Monday, September 3, 2012

According to James Madison, why does America have a republic instead of pure democracy?

In his essay "Federalist No. 10," James Madison lays out his feelings about direct democracies and republican governments. In this essay, he describes his arguments for the benefits of a republic—which the United States has—over that of a pure democracy and defends the notion as described in the Constitution, which was written only two months earlier. Madison contends that the country was built as a republic because a pure democracy would lead to too many problems in a nation the size of the United States.
First off, Madison writes that a pure democracy, where the people rule directly, would have "no cure for the mischiefs of faction." In other words, people would make decisions based too much on self-interest, or the interests of their specific group, and not for the greater good of the country as a whole.

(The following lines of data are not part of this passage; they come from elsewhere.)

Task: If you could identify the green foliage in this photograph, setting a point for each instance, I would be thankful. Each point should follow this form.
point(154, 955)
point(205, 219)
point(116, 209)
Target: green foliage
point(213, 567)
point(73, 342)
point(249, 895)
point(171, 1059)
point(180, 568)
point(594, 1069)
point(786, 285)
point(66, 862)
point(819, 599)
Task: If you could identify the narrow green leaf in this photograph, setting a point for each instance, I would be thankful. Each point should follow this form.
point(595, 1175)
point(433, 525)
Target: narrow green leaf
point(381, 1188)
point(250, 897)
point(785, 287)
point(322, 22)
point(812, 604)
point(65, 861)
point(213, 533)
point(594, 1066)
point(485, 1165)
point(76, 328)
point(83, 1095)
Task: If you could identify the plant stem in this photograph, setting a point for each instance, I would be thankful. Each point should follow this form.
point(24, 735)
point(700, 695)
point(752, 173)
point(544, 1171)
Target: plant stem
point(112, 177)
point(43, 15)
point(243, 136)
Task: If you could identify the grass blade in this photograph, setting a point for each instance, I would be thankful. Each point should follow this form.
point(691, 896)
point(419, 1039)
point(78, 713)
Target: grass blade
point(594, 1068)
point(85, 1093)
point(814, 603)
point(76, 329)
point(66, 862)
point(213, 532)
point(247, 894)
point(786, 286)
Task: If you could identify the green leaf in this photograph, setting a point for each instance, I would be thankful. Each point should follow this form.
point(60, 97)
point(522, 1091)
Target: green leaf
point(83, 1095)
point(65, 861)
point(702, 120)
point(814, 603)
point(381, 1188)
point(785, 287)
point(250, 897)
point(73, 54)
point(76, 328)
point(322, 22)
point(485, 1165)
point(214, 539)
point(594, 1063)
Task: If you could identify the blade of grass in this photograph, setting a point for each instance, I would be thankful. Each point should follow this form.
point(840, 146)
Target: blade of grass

Specifically, Madison was concerned that the unpropertied class might work to take and redistribute the property of the propertied class if left unchecked by representatives. More generally, Madison argues, by electing representatives, our leaders will hopefully make decisions based on the wisdom and love of country for which they were elected, something that the general populace might lack.
Madison continues to argue the virtue of a representative government in a large republic. Unlike a small democracy, in a large republic such as the United States, representatives can

extend [their] sphere, and you take in a greater variety of parties and interests; you make it less probable that a majority of the whole will have a common motive to invade the rights of other citizens; or if such a common motive exists, it will be more difficult for all who feel it to discover their own strength, and to act in unison with each other.

So it is clear from his writing that James Madison supported the representative republic as laid out in the Constitution. He thought the form of government to be more sustainable over the long run and suitable for a country with the size and composition of the young United States.